Podczas
pobytu w Koniakowie zetknąłem się z fenomenem tradycyjnej kultury wołoskiej,
kultywowanej wśród miejscowych górali.
W
Karpatach północnych Wołosi wnieśli istotny wkład w formowanie wspólnoty
kulturowej grup góralskich (ruskich, polskich i słowackich) przekazując im
górski system gospodarki pasterskiej, słownictwo i wzory kulturowe; w Karpatach
południowych etnos ten dał zaś początek narodowi rumuńskiemu. Migracje wołoskie
doprowadziły do transferu nie znanych wcześniej technologii gospodarowania w
górach (wyrób sera podpuszczkowego, pasterstwo wysokogórskie, gospodarcza
wspólnota pasterska) oraz do zespolenia i ujednolicenia elementów kulturowych w
obrębie łuku Karpat.
Z
zawodu jestem arabistą, dlatego w góry wybrałem się z trójką studentów
arabskich, aby przybliżyć im nasz kraj. Studenci, pełni życzliwości i godności,
byli żywym zaprzeczeniem negatywnych stereotypów o „ciapatych”, „brudasach” i „terrorystach".
Pragnęli poprzez interakcję społeczną
przybliżyć kulturę islamu naszym rodakom. Polacy nie zdają sobie sprawy, że przez
swoją ignorancję i niewiedzę obrażają muzułmanów.
Hamida zainteresowała tradycja
Lajkonika – przedstawianie Tatarów, a więc muzułmanów, jako najeźdźców jest
przejawem nietolerancji i nienawiści religijnej.

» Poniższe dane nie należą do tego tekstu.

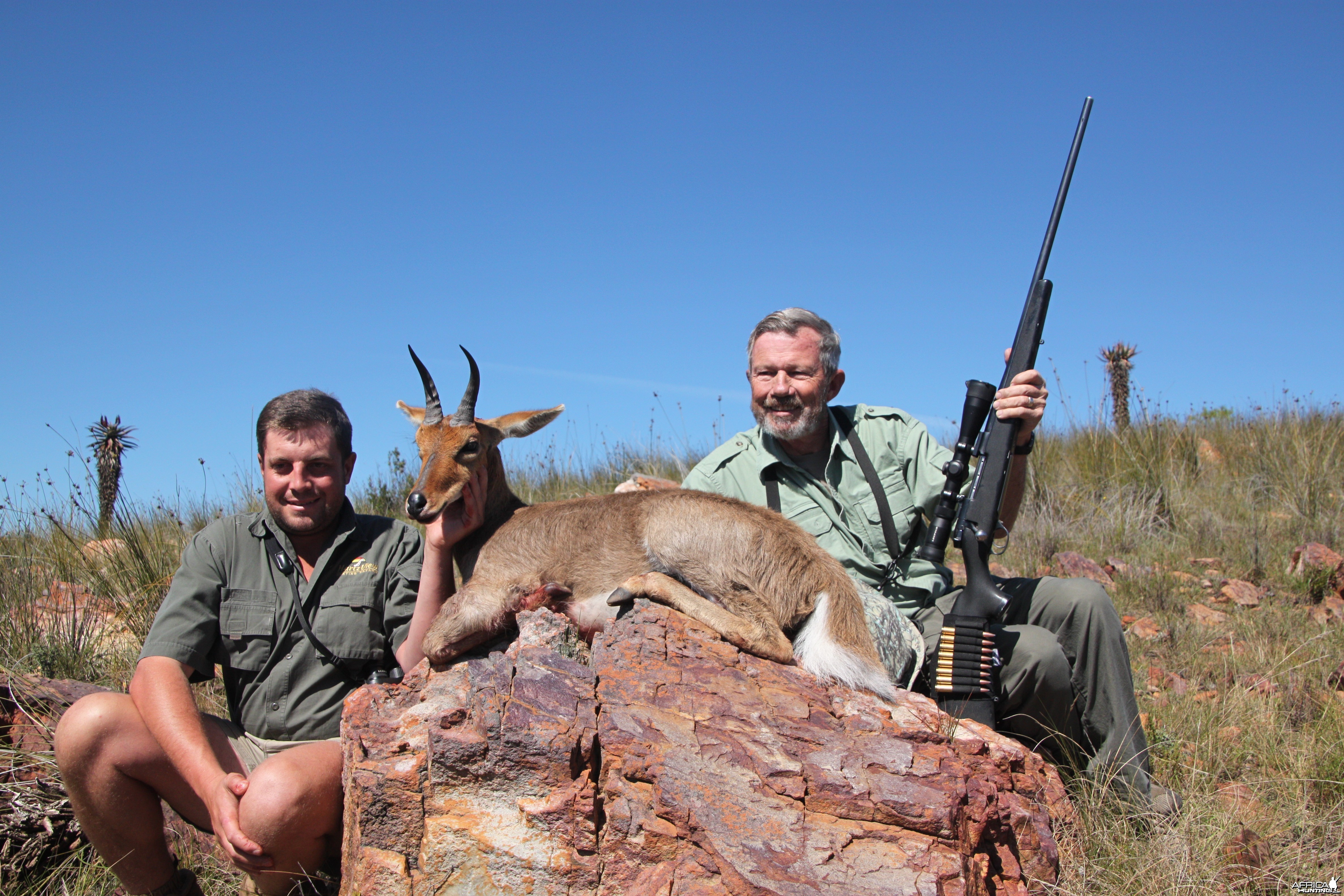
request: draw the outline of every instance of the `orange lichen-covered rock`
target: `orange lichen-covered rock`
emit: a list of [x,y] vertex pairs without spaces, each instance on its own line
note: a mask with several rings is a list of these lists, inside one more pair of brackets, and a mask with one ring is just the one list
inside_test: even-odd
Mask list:
[[1056,880],[1054,826],[1073,809],[1054,768],[925,697],[823,685],[645,600],[590,657],[548,610],[519,626],[504,650],[347,700],[345,896]]

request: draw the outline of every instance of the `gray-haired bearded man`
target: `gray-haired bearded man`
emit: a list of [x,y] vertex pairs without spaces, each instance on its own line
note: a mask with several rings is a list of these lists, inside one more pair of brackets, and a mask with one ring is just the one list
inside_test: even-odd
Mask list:
[[[867,586],[862,590],[868,592],[868,621],[879,653],[900,684],[918,688],[909,669],[918,672],[925,664],[900,669],[896,657],[909,637],[900,634],[906,626],[892,623],[890,609],[918,626],[923,653],[933,656],[957,591],[950,571],[918,559],[914,548],[923,523],[933,517],[945,480],[942,465],[952,453],[905,411],[828,406],[845,379],[840,337],[809,310],[784,309],[757,324],[747,341],[747,364],[758,426],[710,453],[683,488],[777,504],[775,509],[810,532]],[[1021,422],[1020,457],[1009,472],[1001,509],[1009,529],[1021,504],[1024,455],[1031,453],[1047,398],[1044,377],[1024,371],[995,399],[1000,419]],[[878,500],[845,437],[851,429],[880,481],[896,545],[888,547],[883,536]],[[1062,759],[1081,754],[1090,775],[1114,772],[1140,803],[1159,813],[1176,811],[1176,794],[1149,779],[1129,650],[1102,587],[1051,576],[1000,579],[999,587],[1011,598],[1003,625],[996,626],[1004,656],[999,728],[1030,746],[1052,747]]]

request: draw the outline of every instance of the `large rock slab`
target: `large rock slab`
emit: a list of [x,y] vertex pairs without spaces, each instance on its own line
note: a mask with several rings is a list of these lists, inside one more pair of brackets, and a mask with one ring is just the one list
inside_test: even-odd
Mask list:
[[638,600],[345,703],[344,896],[1036,893],[1054,768],[918,695],[743,654]]

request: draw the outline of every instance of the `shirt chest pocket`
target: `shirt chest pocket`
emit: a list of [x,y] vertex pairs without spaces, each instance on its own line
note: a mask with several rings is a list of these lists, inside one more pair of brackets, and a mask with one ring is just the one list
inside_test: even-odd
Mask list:
[[[900,543],[898,551],[903,552],[910,543],[910,536],[917,523],[918,510],[915,510],[914,498],[899,474],[890,480],[879,476],[879,481],[886,492],[887,505],[891,508],[891,521],[895,524],[896,539]],[[863,517],[867,520],[872,536],[876,539],[874,545],[886,548],[887,543],[882,533],[882,513],[878,510],[878,498],[872,494],[872,489],[867,488],[867,484],[860,494],[859,506],[863,510]]]
[[835,528],[835,524],[831,521],[831,517],[827,516],[825,510],[818,508],[812,501],[800,502],[798,506],[789,508],[785,516],[789,523],[802,527],[802,529],[814,539],[821,539]]
[[343,660],[382,660],[383,613],[372,582],[337,582],[323,592],[313,634]]
[[219,638],[226,664],[257,672],[276,642],[276,592],[226,588],[219,602]]

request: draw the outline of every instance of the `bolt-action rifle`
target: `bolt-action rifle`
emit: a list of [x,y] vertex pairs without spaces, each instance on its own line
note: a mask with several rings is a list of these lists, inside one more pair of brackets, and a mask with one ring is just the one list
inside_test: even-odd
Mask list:
[[[1051,282],[1046,279],[1046,265],[1050,262],[1050,249],[1055,243],[1059,216],[1068,196],[1068,181],[1074,176],[1074,164],[1078,161],[1078,149],[1090,114],[1091,97],[1087,97],[1068,149],[1064,176],[1055,195],[1055,207],[1050,212],[1046,242],[1031,275],[1017,337],[999,388],[1005,388],[1015,376],[1036,365],[1036,349],[1046,325],[1046,309],[1050,306]],[[966,587],[957,595],[952,611],[943,617],[930,685],[943,711],[960,719],[974,719],[991,728],[995,725],[995,678],[1003,664],[989,625],[1001,617],[1008,606],[1008,596],[995,586],[989,575],[989,555],[999,529],[999,509],[1020,426],[1016,419],[1000,420],[997,415],[989,414],[996,391],[991,383],[966,380],[961,433],[952,459],[942,467],[948,480],[938,497],[929,537],[917,553],[921,559],[942,563],[950,537],[965,557]],[[976,478],[970,484],[970,492],[962,497],[961,486],[970,474],[973,457],[978,458]]]

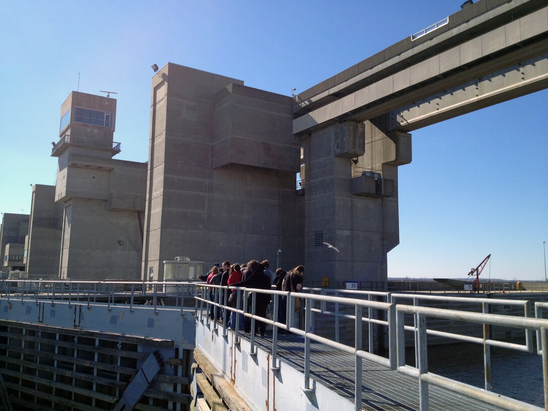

Zaplanował wyrazić swój
protest poprzez przebranie się za lajkonika, pod spodem obficie obładowanego
materiałem wybuchowym i wysadzenie się wśród tłumu na krakowskim rynku.
Dżabir
natomiast pragnął udać się do Gdańska. Wyjaśnił mi, że szczególnie bolesna dla
muzułmanów jest głoszona przez chrześcijan herezja, że wierzą oni w tego samego
Boga. Allah jest jeden, natomiast rzekomy Bóg chrześcijan jest Trójcą, czyli
panteonem – trzema nieprawdziwymi bogami, do których dochodzi podniesiona do
statusu bogini Maryja. Ale to jeszcze muzułmanie są w stanie znieść. Natomiast
nie są w stanie tolerować dalszego rozszerzania panteonu. Dlatego Dżabir
zaplanował wysadzić się w Gdańsku, niszcząc pomnik Neptuna, wraz z tłumem
turystów.
Faiza chodziła skromnie ubrana w burkę, ale kiedy znajdowaliśmy się w
czwórkę wśród swoich, w pokoju hotelowym, ściągała ją. Pod spodem miała tylko
biustonosz wybuchowy. Było na co popatrzeć. Zamierzała się wysadzić, ale nie wiedziała
jeszcze kiedy i z jakiego powodu.
Moi
podopieczni dobrze czuli się pośród tradycyjnej wołoskiej architektury
Koniakowa.
W
towarzystwie sympatycznych zwierząt hodowlanych.
Po
południu chodziliśmy na piwo do parku.
Wreszcie
przyszła pamiętna noc. Na co dzień żywiliśmy się w gospodzie u Fojta. Za 20 zł
znakomity zestaw obiadowy – pełna waza zupy, drugie danie do wyboru i do tego
kompot. Ale postanowili obchodzić ramadan. Trochę się pokłóciliśmy, nie miałem
ochoty na dodatkową nocną ucztę. Wybrali się więc sami. Ponieważ gospoda u
Fojta działa do wieczora, wybrali się do położonego na uboczu, skraju lasu,
nocnego lokalu u Fojtuli.
W
środku nocy obudził mnie łomot. Miejscowi z pochodniami w rękach zaprowadzili
mnie na polanę leśną. Na środku Hamid i Dżabir – obydwaj na palach. Oraz Faiza.
Jednak zdążyła się wysadzić. Zatwardziali górale zasadzili na palu to, co
zostało, czyli dolną połowę.
-
Dlaczego? – zapytałem ze zgrozą - dlaczego ten akt nienawiści rasowej i
religijnej? Górale z oburzeniem wyjaśnili mi, że nie jest to żaden akt
nienawiści, tylko pieczołowite pielęgnowanie tradycji wołoskiej. Realizacja
przesłania słynnego władcy wołoskiego Włada III Palownika, zwanego też Drakulą.
Już sam nie wiedziałem, co o tym myśleć.